Es broma, porque Leonor Watling realiza un  papel estupendo en la nueva película de Mariano Barroso (cuánto le cuesta regresar al director de  «Los lobos de Washington»), pero que Silvestre aparezca en pantalla interpretando a un gigoló que  seduce a una jueza tiene miga. Y mucha. Él continúa tan campechano como siempre, pero menos tenso.
–No sé si recuerda cómo de movida fue la historia cuando lo entrevisté  hace un par de años.
–¿Por qué  película era? Ah, «3:19». Sí, ahora caigo.
–Fue en la Casa de América, y estaba  atestada de fans. Estaba hasta  agobiado. Pero luego desapareció del mapa, se quitó de enmedio...
 –Sí, me tomé una temporada, debía reflexionar, frenar los caballos, plantearme lo que estaba haciendo. Esta profesión merece la pena, me encanta, y veo el trasfondo de esto, el cariño, pero ya con tranquilidad.
–¿Y a qué se dedicó?
–Continué con la escuela de Coraza. Siempre debes tener un parón para volver a estudiar, a seguir con una formación que nunca acaba.

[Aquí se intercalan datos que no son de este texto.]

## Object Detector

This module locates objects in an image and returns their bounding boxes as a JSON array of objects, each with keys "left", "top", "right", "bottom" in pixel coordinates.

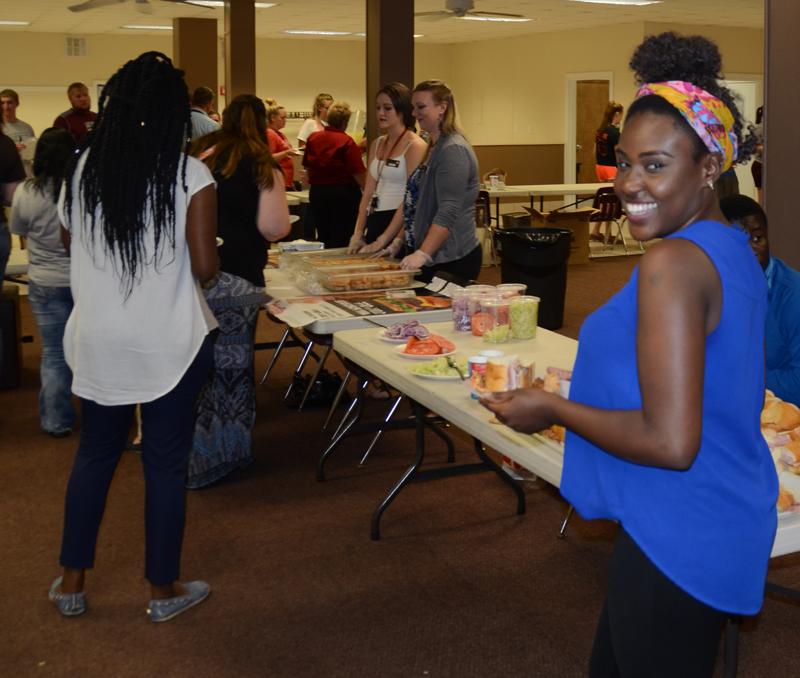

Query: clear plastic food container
[
  {"left": 508, "top": 296, "right": 539, "bottom": 339},
  {"left": 497, "top": 283, "right": 528, "bottom": 299},
  {"left": 315, "top": 268, "right": 420, "bottom": 292},
  {"left": 451, "top": 289, "right": 472, "bottom": 332}
]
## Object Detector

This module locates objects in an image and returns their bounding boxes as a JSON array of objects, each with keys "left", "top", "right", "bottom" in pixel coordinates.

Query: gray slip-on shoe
[
  {"left": 47, "top": 577, "right": 86, "bottom": 617},
  {"left": 147, "top": 580, "right": 211, "bottom": 623}
]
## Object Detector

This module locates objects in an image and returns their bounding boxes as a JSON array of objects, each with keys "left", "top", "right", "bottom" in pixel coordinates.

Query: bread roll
[
  {"left": 778, "top": 486, "right": 795, "bottom": 511},
  {"left": 761, "top": 398, "right": 800, "bottom": 431}
]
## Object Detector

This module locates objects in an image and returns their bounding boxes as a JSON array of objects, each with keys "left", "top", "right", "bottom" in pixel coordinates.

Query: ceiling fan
[
  {"left": 67, "top": 0, "right": 198, "bottom": 14},
  {"left": 414, "top": 0, "right": 526, "bottom": 21}
]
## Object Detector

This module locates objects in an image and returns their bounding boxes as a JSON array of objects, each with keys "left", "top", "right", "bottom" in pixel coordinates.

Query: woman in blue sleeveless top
[{"left": 484, "top": 33, "right": 778, "bottom": 678}]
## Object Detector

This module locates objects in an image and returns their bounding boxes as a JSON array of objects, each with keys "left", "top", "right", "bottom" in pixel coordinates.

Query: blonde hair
[
  {"left": 264, "top": 98, "right": 285, "bottom": 124},
  {"left": 412, "top": 80, "right": 461, "bottom": 135},
  {"left": 311, "top": 92, "right": 333, "bottom": 120},
  {"left": 328, "top": 101, "right": 352, "bottom": 129}
]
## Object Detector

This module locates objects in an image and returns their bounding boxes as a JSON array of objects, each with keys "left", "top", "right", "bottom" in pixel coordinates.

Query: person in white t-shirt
[
  {"left": 49, "top": 52, "right": 219, "bottom": 622},
  {"left": 297, "top": 92, "right": 333, "bottom": 148}
]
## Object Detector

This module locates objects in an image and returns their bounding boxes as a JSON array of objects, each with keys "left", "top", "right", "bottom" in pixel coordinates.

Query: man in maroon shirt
[{"left": 53, "top": 82, "right": 97, "bottom": 145}]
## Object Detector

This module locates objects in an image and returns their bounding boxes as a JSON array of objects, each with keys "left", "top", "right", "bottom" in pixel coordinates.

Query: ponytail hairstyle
[
  {"left": 264, "top": 99, "right": 284, "bottom": 125},
  {"left": 375, "top": 82, "right": 417, "bottom": 130},
  {"left": 28, "top": 127, "right": 75, "bottom": 203},
  {"left": 597, "top": 101, "right": 625, "bottom": 132},
  {"left": 625, "top": 31, "right": 758, "bottom": 163},
  {"left": 65, "top": 52, "right": 192, "bottom": 299},
  {"left": 192, "top": 94, "right": 279, "bottom": 191},
  {"left": 311, "top": 92, "right": 333, "bottom": 120},
  {"left": 412, "top": 80, "right": 461, "bottom": 136}
]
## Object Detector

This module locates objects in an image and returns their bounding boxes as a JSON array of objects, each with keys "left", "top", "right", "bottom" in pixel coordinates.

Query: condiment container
[
  {"left": 495, "top": 283, "right": 528, "bottom": 299},
  {"left": 467, "top": 355, "right": 489, "bottom": 400},
  {"left": 508, "top": 296, "right": 539, "bottom": 339},
  {"left": 451, "top": 289, "right": 472, "bottom": 332}
]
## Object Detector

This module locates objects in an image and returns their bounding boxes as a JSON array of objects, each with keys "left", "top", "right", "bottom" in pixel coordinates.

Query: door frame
[{"left": 564, "top": 71, "right": 615, "bottom": 184}]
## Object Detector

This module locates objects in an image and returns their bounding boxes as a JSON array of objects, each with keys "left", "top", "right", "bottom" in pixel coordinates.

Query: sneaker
[
  {"left": 47, "top": 577, "right": 86, "bottom": 617},
  {"left": 147, "top": 581, "right": 211, "bottom": 623}
]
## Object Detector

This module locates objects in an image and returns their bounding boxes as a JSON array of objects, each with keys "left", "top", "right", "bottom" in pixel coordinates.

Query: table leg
[
  {"left": 317, "top": 379, "right": 369, "bottom": 482},
  {"left": 472, "top": 438, "right": 525, "bottom": 516},
  {"left": 322, "top": 370, "right": 353, "bottom": 431},
  {"left": 297, "top": 344, "right": 333, "bottom": 412},
  {"left": 258, "top": 327, "right": 289, "bottom": 385},
  {"left": 558, "top": 504, "right": 575, "bottom": 539},
  {"left": 370, "top": 401, "right": 425, "bottom": 541},
  {"left": 331, "top": 380, "right": 369, "bottom": 440},
  {"left": 358, "top": 393, "right": 404, "bottom": 466},
  {"left": 283, "top": 339, "right": 314, "bottom": 400}
]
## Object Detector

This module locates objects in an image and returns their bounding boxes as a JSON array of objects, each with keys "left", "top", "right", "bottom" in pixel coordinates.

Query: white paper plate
[
  {"left": 394, "top": 345, "right": 458, "bottom": 362},
  {"left": 378, "top": 330, "right": 408, "bottom": 344},
  {"left": 411, "top": 372, "right": 466, "bottom": 381}
]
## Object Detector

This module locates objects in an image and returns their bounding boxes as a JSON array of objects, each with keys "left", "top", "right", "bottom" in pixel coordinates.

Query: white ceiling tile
[{"left": 0, "top": 0, "right": 764, "bottom": 43}]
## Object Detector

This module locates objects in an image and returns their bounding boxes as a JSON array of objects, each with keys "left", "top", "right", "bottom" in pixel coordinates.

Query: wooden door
[{"left": 575, "top": 80, "right": 609, "bottom": 184}]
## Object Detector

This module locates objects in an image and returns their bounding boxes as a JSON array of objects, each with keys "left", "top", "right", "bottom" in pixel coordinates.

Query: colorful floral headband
[{"left": 636, "top": 80, "right": 738, "bottom": 172}]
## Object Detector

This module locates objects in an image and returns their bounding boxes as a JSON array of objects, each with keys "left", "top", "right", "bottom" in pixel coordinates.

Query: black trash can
[{"left": 494, "top": 228, "right": 572, "bottom": 330}]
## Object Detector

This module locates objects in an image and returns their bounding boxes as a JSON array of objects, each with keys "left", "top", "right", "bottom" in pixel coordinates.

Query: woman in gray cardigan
[{"left": 394, "top": 80, "right": 482, "bottom": 281}]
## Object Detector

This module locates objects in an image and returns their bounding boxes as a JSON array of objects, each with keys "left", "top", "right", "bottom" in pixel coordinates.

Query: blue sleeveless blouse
[{"left": 561, "top": 221, "right": 778, "bottom": 615}]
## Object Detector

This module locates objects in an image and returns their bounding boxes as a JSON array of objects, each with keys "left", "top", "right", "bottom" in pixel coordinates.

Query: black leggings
[{"left": 589, "top": 527, "right": 727, "bottom": 678}]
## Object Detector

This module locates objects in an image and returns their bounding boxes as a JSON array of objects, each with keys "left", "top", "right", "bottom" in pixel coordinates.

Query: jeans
[
  {"left": 28, "top": 283, "right": 75, "bottom": 433},
  {"left": 60, "top": 335, "right": 214, "bottom": 586},
  {"left": 0, "top": 223, "right": 11, "bottom": 370}
]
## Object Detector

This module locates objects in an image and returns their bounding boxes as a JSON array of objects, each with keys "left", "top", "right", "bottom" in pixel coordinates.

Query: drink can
[{"left": 467, "top": 355, "right": 489, "bottom": 400}]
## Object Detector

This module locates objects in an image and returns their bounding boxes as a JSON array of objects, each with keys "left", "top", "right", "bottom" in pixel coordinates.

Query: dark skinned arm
[
  {"left": 481, "top": 240, "right": 722, "bottom": 470},
  {"left": 186, "top": 184, "right": 219, "bottom": 283}
]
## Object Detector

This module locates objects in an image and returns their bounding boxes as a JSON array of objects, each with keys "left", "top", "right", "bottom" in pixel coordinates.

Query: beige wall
[
  {"left": 452, "top": 24, "right": 642, "bottom": 144},
  {"left": 0, "top": 23, "right": 763, "bottom": 145}
]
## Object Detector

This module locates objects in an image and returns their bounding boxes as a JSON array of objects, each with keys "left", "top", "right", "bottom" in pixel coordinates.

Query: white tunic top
[
  {"left": 369, "top": 144, "right": 411, "bottom": 212},
  {"left": 58, "top": 155, "right": 217, "bottom": 405}
]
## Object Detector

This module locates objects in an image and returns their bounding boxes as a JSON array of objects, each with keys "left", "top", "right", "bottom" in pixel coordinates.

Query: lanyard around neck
[{"left": 375, "top": 129, "right": 408, "bottom": 188}]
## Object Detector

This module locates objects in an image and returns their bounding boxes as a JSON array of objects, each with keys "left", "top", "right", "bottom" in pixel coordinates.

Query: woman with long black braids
[
  {"left": 50, "top": 52, "right": 218, "bottom": 622},
  {"left": 484, "top": 33, "right": 778, "bottom": 678}
]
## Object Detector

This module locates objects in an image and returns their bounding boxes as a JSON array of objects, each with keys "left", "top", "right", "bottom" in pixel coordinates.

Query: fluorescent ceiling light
[
  {"left": 284, "top": 30, "right": 350, "bottom": 35},
  {"left": 120, "top": 24, "right": 172, "bottom": 31},
  {"left": 459, "top": 15, "right": 530, "bottom": 24},
  {"left": 184, "top": 0, "right": 278, "bottom": 9},
  {"left": 572, "top": 0, "right": 661, "bottom": 7},
  {"left": 353, "top": 33, "right": 425, "bottom": 38}
]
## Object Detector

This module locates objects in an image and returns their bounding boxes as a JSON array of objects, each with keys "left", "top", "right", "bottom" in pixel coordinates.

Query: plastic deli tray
[
  {"left": 315, "top": 268, "right": 420, "bottom": 292},
  {"left": 280, "top": 247, "right": 351, "bottom": 269}
]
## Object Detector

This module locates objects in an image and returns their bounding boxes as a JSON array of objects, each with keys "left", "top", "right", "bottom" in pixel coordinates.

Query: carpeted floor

Vaqueros, camiseta blancay cazadora de cuero: Silvestre va «de uniforme», suelta un par de carcajadas y no puede remediarlo: es guapo.  Tampoco a qué medio le debe la popularidad: «Por supuesto que volvería a televisión si me ofrecen un buen papel. Por cierto, en “Aída” ha- go un cameo porque me pareció muy punki, junto a Resines». Y aclara que terminó ya el rodaje de «Todo es silencio», dirigida por Cuerda, «que trata sobre la Galicia de los 80, cuando el contrabando de tabaco cambió por el de las drogas». La relación que mantiene Rocco, su personaje, y Eva es muy pasional, de ahí las escenas subidas de tono: «Intentamos conocernos bien comiendo juntos, yendo al cine, para que luego no nos diera pudor desnudarnos física e interiormente». Y una información valiosa: «No soy  seductor ni tengo nada que ver con Rocco, vive en una mentira que él se cree, y Eva lo hace conectar con quién es en realidad». En la cinta, añade, «era clave no contar de más porque se nos iba a ver venir, había que transmitir lo justo para que luego el público creara su propio imaginario. Estuvimos pendientes de cuanto Leonor iba comentando en el set. “Por ahí no te quiero ver”, me decía.
Porque una mujer en lo que menos se fija es en los abdominales». Depende de quién los lleve puestos. Y claro, la pregunta cae: «Le estoy muy agradecido a El Duque.  Y conocí a Amaia Salamanca, un sol de chica, ojalá volvamos a trabajar juntos un día». Con o sin tetas de por medio.